After a woeful outing on the World Rally Championship’s Monte Carlo Rally season opener, Hyundai would have been mightily relieved to have bagged second place on Rally Sweden.
It’s hard to definitively read much into how the competitive order stacks up after two rounds, especially on such specialized events as Monte and Rally Sweden. But all the while, there’s been a lingering suspicion that the i20 N Rally1 isn’t all that on asphalt.
Monte provided a clue. On stages that offered lower grip across the board, Hyundai edged closer to Toyota and M-Sport on raw pace. And even with the grip of studded tires biting into ice underneath, Sweden isn’t a million miles away from a gravel rally either.
With pre-event testing for Rally Croatia now done, Hyundai deputy team director Julien Moncet feels his team has taken some steps since Monte – the only competitive running on asphalt thus far.
But there’s an interesting admission at the end of it.
“We worked mostly on the chassis setup, kinematics,” Moncet told DirtFish. “There’s still a lot to do on this especially as Croatia is a pure Tarmac event, so it’s a bit different from the others.
“We work as well always on trying to adapt our maps as much as possible – engine maps, hybrid maps – and some are homologated. But still you have to make the two work together in the best conditions.
“We made some good progress in terms of setup and car behavior from what we had in Monte Carlo; I think all the drivers could notice improvements.
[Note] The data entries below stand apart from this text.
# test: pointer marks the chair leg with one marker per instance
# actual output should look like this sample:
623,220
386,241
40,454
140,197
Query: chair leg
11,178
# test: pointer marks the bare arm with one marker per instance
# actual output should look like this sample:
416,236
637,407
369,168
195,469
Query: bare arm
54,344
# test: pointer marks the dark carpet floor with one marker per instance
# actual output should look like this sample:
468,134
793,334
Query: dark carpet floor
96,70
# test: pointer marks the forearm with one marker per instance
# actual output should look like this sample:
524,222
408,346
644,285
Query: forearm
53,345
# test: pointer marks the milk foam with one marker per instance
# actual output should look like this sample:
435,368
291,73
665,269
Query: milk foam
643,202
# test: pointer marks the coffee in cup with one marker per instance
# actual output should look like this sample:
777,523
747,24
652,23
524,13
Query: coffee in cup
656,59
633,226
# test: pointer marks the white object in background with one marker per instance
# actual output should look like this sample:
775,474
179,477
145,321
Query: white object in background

“Will it be enough to catch up to the others? We have to wait and see. I’m confident but I know we are maybe a bit behind on Tarmac.”
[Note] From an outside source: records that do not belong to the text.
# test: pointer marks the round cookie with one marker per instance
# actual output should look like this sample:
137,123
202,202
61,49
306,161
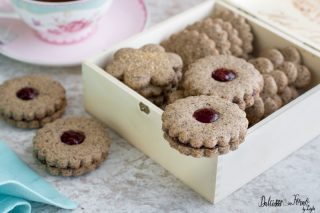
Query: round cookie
149,65
256,111
31,101
71,146
202,126
215,32
280,78
270,87
243,28
263,65
304,77
273,55
224,76
191,46
291,54
290,70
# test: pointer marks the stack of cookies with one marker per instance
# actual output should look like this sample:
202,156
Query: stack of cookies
150,70
225,33
65,146
284,78
31,101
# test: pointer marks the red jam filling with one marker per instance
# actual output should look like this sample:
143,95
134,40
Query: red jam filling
206,115
223,75
27,93
72,137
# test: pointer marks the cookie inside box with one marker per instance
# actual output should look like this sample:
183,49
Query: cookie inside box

A team admitting its car isn’t a match for its rivals? That’s a rare revelation to make so openly. But there’s a reason why Moncet is comfortable saying it out loud – it’s not entirely by accident. It’s a gambit.
During the off-season Hyundai relocated its permanent test base to Jämsä in central Finland – a move that Ott Tänak personally pushed for. Never before has Hyundai been able to test and refine its car so regularly on gravel.
Therein lies a strategy designed to play out of the course of the whole year, rather than chasing wins everywhere. There may be losses on asphalt – but they’ll be worth it for big wins on gravel.
“You have to see as well that the championship, most of the races are gravel races,” Moncet pointed out.
“I mean of course you always want to have the best, the most efficient car in both Tarmac and gravel but if you have to make some compromises, I think you look towards the gravel side, due to the championship itself.
“This is not an excuse or whatever; we are maybe a bit behind on Tarmac but we make some good progress and I think we can show a good result in Croatia.”